Traditionally, the selection of trees with desirable attributes for breeding or propagation has been based on both pedigree and phenotypic information. The genetic merit of candidate trees in a breeding population is now estimated using individual tree model or the so-called animal model in a mixed model framework5,6,7. Hence, the performance of a candidate tree and all known pedigree relationships with other members of its population are used to estimate its breeding value (EBV). The model is characterized by the fitting of a random component for the breeding value of each individual, which can be obtained using Best Linear Unbiased Prediction (BLUP)8. The animal model can also account for other environmental and genetic effects9. The additive genetic relationships between individuals is of crucial importance in the prediction of breeding values. The probability of identical genes by descent occurring in any pair of individuals is called the coancestry10 and the additive genetic relationship is twice the coancestry. The genetic evaluation using BLUP is heavily dependent on the genetic covariance among individuals, both for accuracy and unbiased results8, and genetic covariance among individuals includes the additive genetic variance, the dominance variance and the epistatic variance. In the present article, we will focus on additive genetic variance only.
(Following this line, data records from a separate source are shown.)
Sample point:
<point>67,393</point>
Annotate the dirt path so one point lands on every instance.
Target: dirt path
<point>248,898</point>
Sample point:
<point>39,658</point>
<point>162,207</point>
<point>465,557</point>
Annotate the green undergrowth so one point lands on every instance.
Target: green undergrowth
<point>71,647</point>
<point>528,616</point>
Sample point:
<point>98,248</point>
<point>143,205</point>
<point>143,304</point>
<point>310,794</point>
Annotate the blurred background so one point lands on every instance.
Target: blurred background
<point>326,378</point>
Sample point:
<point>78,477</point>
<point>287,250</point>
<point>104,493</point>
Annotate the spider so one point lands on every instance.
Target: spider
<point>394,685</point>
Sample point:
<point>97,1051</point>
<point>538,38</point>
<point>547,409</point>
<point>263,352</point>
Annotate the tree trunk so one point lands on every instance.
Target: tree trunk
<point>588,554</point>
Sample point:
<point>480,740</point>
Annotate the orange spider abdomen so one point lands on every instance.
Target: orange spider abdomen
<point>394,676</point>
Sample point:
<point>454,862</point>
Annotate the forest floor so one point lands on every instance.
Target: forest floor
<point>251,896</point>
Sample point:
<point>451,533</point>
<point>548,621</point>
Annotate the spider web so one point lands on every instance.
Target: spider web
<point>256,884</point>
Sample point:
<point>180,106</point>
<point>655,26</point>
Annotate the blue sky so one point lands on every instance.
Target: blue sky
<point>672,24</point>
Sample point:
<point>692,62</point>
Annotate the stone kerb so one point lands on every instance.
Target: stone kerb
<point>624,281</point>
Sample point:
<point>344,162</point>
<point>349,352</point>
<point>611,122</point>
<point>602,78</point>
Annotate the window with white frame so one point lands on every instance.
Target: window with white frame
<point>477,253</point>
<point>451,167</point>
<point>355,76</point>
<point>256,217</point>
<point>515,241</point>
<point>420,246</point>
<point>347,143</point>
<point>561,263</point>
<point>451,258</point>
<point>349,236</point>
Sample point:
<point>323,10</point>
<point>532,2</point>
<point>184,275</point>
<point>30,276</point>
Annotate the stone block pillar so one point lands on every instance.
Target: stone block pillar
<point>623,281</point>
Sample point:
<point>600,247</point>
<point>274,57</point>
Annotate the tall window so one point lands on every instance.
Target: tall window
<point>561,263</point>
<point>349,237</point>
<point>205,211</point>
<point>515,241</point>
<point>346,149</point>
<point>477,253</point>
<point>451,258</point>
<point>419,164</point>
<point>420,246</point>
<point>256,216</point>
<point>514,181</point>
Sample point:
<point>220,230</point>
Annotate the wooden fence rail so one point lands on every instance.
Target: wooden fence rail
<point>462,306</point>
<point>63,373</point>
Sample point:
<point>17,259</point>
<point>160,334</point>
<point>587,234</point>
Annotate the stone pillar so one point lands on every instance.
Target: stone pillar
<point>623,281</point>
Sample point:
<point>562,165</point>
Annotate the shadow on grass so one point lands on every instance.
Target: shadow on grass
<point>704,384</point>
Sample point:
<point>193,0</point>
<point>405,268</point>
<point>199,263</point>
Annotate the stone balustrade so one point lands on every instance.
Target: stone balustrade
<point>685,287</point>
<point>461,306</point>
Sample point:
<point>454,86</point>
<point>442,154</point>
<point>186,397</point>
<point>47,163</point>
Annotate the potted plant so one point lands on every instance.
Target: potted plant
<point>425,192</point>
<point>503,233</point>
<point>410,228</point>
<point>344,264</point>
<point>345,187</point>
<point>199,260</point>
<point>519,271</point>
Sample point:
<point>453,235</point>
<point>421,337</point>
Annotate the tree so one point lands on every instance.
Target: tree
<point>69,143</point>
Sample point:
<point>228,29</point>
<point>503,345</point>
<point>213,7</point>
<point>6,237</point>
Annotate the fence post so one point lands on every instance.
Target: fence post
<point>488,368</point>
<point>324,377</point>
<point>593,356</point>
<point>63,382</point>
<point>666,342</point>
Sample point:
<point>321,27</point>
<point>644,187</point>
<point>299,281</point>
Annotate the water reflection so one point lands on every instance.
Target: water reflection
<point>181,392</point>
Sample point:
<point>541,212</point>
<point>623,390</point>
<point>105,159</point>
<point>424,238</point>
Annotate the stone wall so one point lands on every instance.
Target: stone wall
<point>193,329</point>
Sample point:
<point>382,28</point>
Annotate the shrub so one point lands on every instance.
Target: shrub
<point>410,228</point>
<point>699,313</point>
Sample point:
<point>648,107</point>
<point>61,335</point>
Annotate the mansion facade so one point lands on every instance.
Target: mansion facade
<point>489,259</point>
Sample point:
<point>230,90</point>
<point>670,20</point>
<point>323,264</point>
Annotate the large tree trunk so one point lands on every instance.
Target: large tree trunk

The additive genetic relationships among individuals are usually represented by a matrix called the Numerator Relationship Matrix or A-matrix. The inverse of this matrix is needed for solving the mixed model equations and for obtaining the best linear unbiased predictions of breeding values. Henderson11 proposed a recursive method to compute this matrix. The method is known as ABLUP. The A-matrix is symmetric. Its diagonal elements are equal to 1 + Fi, where Fi is the inbreeding coefficient of the individual i, and its off-diagonal elements equal the numerator of the coefficient of relationship between individuals i and j12. The covariance among breeding values can be obtained by multiplying the additive genetic variance by the A-matrix. As the additive genetic relationship among pairs of relatives is estimated using registered pedigree information, all members of a family receive the same expected relationship (for instance, 0.25 for half-sibs, and 0.50 for full-sibs). Hence, it is neither possible to take account of Mendelian sampling, which is due to the random segregation of the alleles of the parents13 and may cause a deviation of actual relationship from the expected one, nor of potential pedigree identification errors or contamination (e.g.14,15,16,17). Moreover, Askew and El-Kassaby18 reported that for relatively undomesticated forest tree species, the average relationship does not allow detecting unknown population structure and/or inbreeding, as often shown for tree species (e.g.14,19). Thus, forest tree breeding values as well as heritability and genetic gain estimates obtained only with pedigree information could be biased.
In the early 2000’s, Meuwissen et al.20, in their seminal paper, proposed using genome-wide distributed markers to model the entire complement of QTL effects across the genome, whether these effects are significant or not, and to obtain genomic-estimated breeding values (GEBVs). This method is called genomic selection (GS). Since then, it has been tested for the selection of complex traits in numerous species, such as maize and wheat21, trees22,23, and cattle24. In the last two decades, there has been a rapid development in DNA marker technologies. The availability of large numbers of markers distributed genome-wide and relatively inexpensive high-throughput genotyping technologies offers the possibility to improve the efficiency of tree breeding at a reasonable cost25,26,27,28,29. Hence, depending on availability of markers for a given species, a large number of individuals can be genotyped for up to many thousands of markers. It is then possible to obtain genotypes from many different loci well distributed across all the chromosomes of a species (e.g.17,30).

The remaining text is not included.